I Am Wrath review by Mark McPherson - Cinema Paradiso
I’ve been down this tired and aged role of the middle-aged family man going on the hunt for street revenge that I had to wonder if I Am Wrath was intended as a comedy. Surely it must. How could it pitch such passive theatrics, a ridiculous plot of government corruption, a buddy comedy aspect, and still be a gritty Death Wish style romp? Plus, I know that John Travolta has a bigger funny bone inside him than that of a hard-edged vigilante. What is he doing in this low-rent action slop? Was Bruce Willis too busy?
This is a film so drenched in its story that it forgets about the characters. Consider how we don’t even see Travolta’s characters until all the proper staging is complete. Columbus, Ohio is crippled by a ridiculous surge in gang violence despite the corrupt governor (Patrick St. Esprit) declaring everything to be fine. Not only is the city doing great, but they’ll soon have more jobs with a new oil pipeline. There are EPA concerns, but his office is conducting their own investigation with Abbie (Amanda Schull) doing research for them. But what if her research says it’s bad for the environment? Well, time to shoot her in a parking lot.
The only problem is that Abbie’s husband is played by Travolta and he’s not happy. With the cops offering no help, he goes all John Wick on Ohio’s gangster underbelly. This includes a ridiculous scene where he smashes through his closet to reveal his secret stash of guns and passports and an even sillier reveal of his best buddy Dennis (Christopher Meloni) harboring a massive weapons stash underneath his barber shop operation. Together, they’ll hunt down hoodlums and corrupt cops that target them and their families, all leading up to a showdown at the governor’s estate. These are not spoilers, especially if you’re familiar enough with these types of movies that you can almost piece it all together before the end of the first act. And if you don’t, fear not; the movie will slow down and flashback just in case you missed something.
There are so many cliches laced into this tired premise that it’s almost cute how earnest the picture is with this staging. Consider Travolta’s first act of going out on the hunt into a dive bar. Of course, he wears a black hoodie with the hood over his face to conceal himself. Note to young gangsters; if you ever see an old man in a hoodie, run for your life as he’s probably trying to kill you. I would love to see the scene of Travolta’s character actually going to buy one of these. There’s also the essential scene where a crime boss hears of Travolta and Meloni’s murdering of gangsters and, after severing a finger from one of his cohorts, orders that he wants these two men dead, including their family and dogs. Always with the dogs, even though there are no dogs present in this movie, missing a moment of comedy where they could leave a severed dog head in Travolta’s bed.

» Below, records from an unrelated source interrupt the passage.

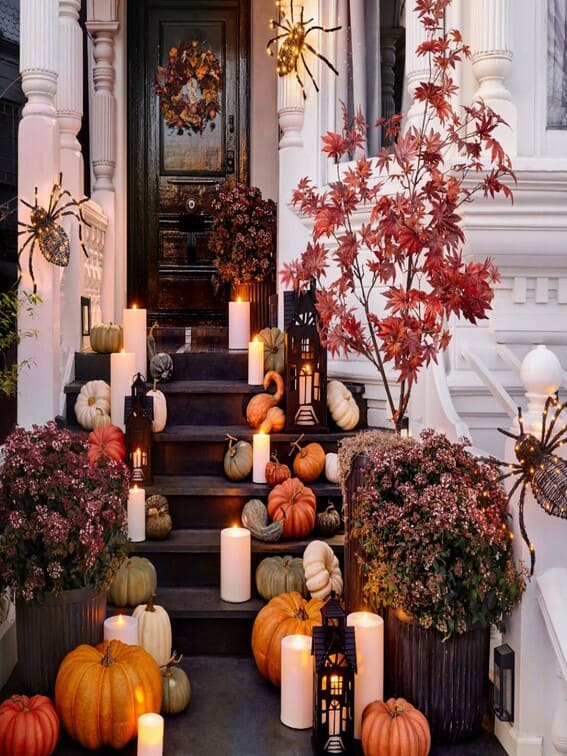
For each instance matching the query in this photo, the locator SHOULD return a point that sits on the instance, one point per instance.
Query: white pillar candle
(236, 565)
(135, 337)
(137, 514)
(238, 325)
(260, 456)
(296, 708)
(122, 371)
(255, 362)
(121, 627)
(150, 735)
(369, 678)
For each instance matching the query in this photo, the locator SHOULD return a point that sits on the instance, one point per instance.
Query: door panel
(174, 173)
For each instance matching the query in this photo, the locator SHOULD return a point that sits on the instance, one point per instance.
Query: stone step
(201, 501)
(191, 558)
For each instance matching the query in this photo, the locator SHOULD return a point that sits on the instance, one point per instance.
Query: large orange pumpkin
(394, 728)
(286, 614)
(295, 505)
(28, 726)
(107, 441)
(100, 692)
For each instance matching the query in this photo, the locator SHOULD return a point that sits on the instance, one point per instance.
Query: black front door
(185, 141)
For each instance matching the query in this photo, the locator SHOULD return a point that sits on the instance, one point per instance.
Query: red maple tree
(394, 225)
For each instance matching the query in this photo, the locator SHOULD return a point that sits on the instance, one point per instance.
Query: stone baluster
(38, 166)
(69, 103)
(103, 26)
(492, 62)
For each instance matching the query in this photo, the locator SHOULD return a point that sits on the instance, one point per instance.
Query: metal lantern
(334, 649)
(504, 683)
(139, 434)
(306, 369)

And in case you think I’m making too light of this action picture, consider the goofball antics of Travolta and Meloni which are so bonkers they feel like scenes from another movie. They’re running bit is that Meloni always shows up before Travolta is about to make a kill and steals it from him. I guess the director thought it would add some levity to them bickering about a kill, but it only strengthens the argument that this movie is never taking itself seriously in a picture that can’t decide if it’s Death Wish or Death Wish 3.
I am Wrath almost reaches levels of being so bad its good, to the point of the title referring to a Bible verse that Travolta quotes unironically in the film’s ludicrously violent climax. It’s a film you could see as a parody trailer but never a full movie, as the sillier moments of action never sync up with the more emotional ones of Travolta mourning his wife. It’s a lame premise doomed to evaporate from the mind, but I at least had one or two chuckles against the film’s obliviousness to its overused elements, a minor pleasure before the movie turns to vapor.